Photographing the Casey Family Papers – A Behind the Scenes Look at the Digitization Process

Aug 7, 2019

More than 34,500 pages of Thomas Lincoln Casey’s papers have been digitized at Historic New England’s Library and Archives in Boston.

In 2017, Historic New England secured a $64,415 grant from the National Historical Publications and Records Commission (NHPRC) to support a two-year, $133,878 project to digitize papers related to the work of both Brigadier General Thomas Lincoln Casey and his son Edward Pearce Casey, totaling over 37,500 pages of manuscript material. Historic New England will pilot a crowdsourcing program to engage the public in efforts to transcribe the digitized records.

The Casey Family papers in this grant include 55.13 linear feet of material divided into four components: Thomas Lincoln Casey’s papers; major engineering and architectural projects in Washington, DC, including the completion of the Washington Monument, the Library of Congress Thomas Jefferson Building, and the State, War, and Navy Building (Eisenhower Executive Office Building), worked on by both Thomas Lincoln Casey and his son Edward Pearce Casey; the correspondence between Thomas Lincoln Casey and President Rutherford B. Hayes; and Edward Pearce Casey’s papers.

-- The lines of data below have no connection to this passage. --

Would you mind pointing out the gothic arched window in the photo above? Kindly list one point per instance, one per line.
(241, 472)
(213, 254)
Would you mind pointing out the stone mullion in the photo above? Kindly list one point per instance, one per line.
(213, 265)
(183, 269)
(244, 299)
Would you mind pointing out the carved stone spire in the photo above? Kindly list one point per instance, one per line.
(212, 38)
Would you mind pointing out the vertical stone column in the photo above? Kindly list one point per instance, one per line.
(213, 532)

The digitization of the Casey Family Papers is well underway at Historic New England’s Library and Archives in Boston. To date, project photographer Samantha Wright has digitized more than 34,500 pages of Thomas Lincoln Casey’s papers. Wright photographs each page individually to ensure a high-quality image, which will eventually be available online to researchers as well as to those interested in transcribing the document.

Project Photographer Samantha Wright in the studio.

The process of creating these images begins with the project archivist and the team of volunteers, who review manuscript materials and create spreadsheets that list every item organized by box and folder. Metadata for each page is prepared, including title, container code, location information, object handling instructions, and notes.

Once the documents are prepped, they are transferred to the photography studio. Every item is photographed using a setup that includes studio lights and a camera mounted on a copy stand. The copy stand arrangement allows the camera to be moved vertically to photograph flat objects. When possible given the condition of the item, a piece of glass is placed on top of the document to keep it flat.

Studio setup featuring lighting and the camera mounted on the copy stand.
A bird’s eye view of a letter and color card under the glass to be photographed.

Once photographed, the project photographer corrects the color and crops each image to standardized proportion before inputting the metadata for the image into a spreadsheet. Finally, the images are uploaded to Historic New England’s digital asset management system.

Letter from William P. Craighill to Thomas Lincoln Casey, April 1, 1890.

The benefits of digitizing this collection include not only broad public access via the web, but also the reduction in the handling of fragile documents such as Thomas Lincoln Casey’s bound letter book or Edward Pearce Casey’s album of cyanotype photographs that document the construction of the Library of Congress’s Thomas Jefferson Building. Surrogate digital images provide most researchers with the information that they need.

At the conclusion of this project a vast amount of information contained in the Casey Family Papers about the social and political activities in Washington, D.C., during the years 1870 to 1896 will be available to the public.